The Abandoned Mine Land program taxes coal production to raise money for cleaning abandoned coal mines and other projects. Obama’s budget called for providing “a better return to taxpayers from mineral development” by ending payments to coal-producing states that no longer need funds to clean up old coal mines.
With the House and Senate passing budgets last week that didn’t tinker with the AML program, Wyoming and Montana appear to be in position to continue spending the coal-tax money on projects of their choice.
Rep. Cynthia Lummis, R-Wyo., said she was “pleased that President Obama’s ill-conceived proposal to strip away Wyoming’s share of AML money was not included in the budget resolution passed by the House last week.”
“With that being said, I will continue to be vigilant in working with my House colleagues as well as (Wyoming) Sens. (Mike) Enzi and (John) Barrasso to make sure the president’s misguided AML proposal never sees the light of day and Wyoming receives the money we are owed,” Lummis said.
Wyoming has used AML funds for coal reclamation projects, but has also funneled millions of AML funds into other projects such as research on coal gasification and to fund the University of Wyoming School of Energy Resources.
In Montana, the state has been using AML funds for reclaiming both coal and hard-rock mining sites, said Sandi Olsen, administrator of the Montana Department of Environmental Quality Remediation Division.
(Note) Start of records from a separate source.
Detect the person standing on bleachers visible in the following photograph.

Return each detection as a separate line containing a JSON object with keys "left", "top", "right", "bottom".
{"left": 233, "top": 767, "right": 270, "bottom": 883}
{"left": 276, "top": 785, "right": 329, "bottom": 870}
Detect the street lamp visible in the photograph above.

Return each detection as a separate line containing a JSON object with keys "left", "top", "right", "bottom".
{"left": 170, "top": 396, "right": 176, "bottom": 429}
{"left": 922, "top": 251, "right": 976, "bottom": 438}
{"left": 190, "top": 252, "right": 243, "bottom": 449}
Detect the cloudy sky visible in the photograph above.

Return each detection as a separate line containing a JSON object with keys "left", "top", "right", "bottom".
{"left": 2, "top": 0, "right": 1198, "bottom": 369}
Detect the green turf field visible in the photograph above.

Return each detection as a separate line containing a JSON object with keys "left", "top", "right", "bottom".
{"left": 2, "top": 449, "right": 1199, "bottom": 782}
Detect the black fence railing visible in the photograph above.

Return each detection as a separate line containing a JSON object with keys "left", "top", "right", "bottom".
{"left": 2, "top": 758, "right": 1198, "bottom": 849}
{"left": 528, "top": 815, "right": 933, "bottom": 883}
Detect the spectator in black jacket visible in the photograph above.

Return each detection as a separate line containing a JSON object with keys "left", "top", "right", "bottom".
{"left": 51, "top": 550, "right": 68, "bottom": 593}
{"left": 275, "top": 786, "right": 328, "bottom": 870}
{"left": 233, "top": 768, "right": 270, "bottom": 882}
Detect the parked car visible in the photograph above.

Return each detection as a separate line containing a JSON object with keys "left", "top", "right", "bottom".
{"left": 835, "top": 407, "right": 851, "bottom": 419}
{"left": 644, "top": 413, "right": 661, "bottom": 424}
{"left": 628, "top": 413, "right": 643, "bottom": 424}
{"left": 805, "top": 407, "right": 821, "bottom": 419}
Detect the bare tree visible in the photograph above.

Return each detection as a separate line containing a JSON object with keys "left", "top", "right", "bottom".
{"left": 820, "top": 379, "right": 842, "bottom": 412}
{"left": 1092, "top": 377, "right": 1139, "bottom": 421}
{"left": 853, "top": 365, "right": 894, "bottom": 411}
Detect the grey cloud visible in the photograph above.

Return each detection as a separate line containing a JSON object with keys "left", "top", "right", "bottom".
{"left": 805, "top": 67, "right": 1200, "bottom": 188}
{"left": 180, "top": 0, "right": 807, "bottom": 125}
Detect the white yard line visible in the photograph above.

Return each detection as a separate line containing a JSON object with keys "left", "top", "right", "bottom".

“Our high-priority coal sites are done, which is why we’re working in part on our high-priority abandoned hard rock sites,” Olsen said. “The consequences of not doing this clean up are that we continue to have human health and environmental impacts from these abandoned properties, whether they’re coal or hard-rock.”
Wyoming has received about $600 million in AML funds and Montana about $117 million since Congress initiated the program in 1977 with passage of the Surface Mining Control and Reclamation Act. The federal government still collects a 35-cent tax on each ton of coal production for the AML fund.
In 2006, Congress renewed the act with a promise that the federal government would pay back AML funds it collected but never appropriated to the states, according to Wyoming’s congressional delegation.
Rick Chancellor, administrator of the Abandoned Mine Land Division at the Wyoming Department of Environmental Quality, has said Wyoming expects to receive at least $82.7 million in AML payments for each of the next five years, or more than $400 million, in addition to payments on future coal taxes through 2021.
Wyoming still has about $100 million worth of coal reclamation work to complete, Chancellor said.
That should be done by 2012, leaving hundreds of millions of dollars left over for other projects. This year, the Wyoming Legislature passed a 2010 supplemental budget including $100.6 million in AML-funded projects, $70 million of which was not for coal reclamation.
Olsen, of the Montana remediation division, said her state could lose $121 million over the next 12 years if Obama’s budget proposal were enacted.
Elly Pickett, spokeswoman for Wyoming Sen. Mike Enzi, said that while the Obama proposal was not included in either chamber’s budgets last week, budget negotiations were still not final.
“There were a few differences in the (House and Senate) versions, so it will go to a conference committee now,” Pickett said. “And anything can happen during a conference committee, so the process definitely isn’t over yet.”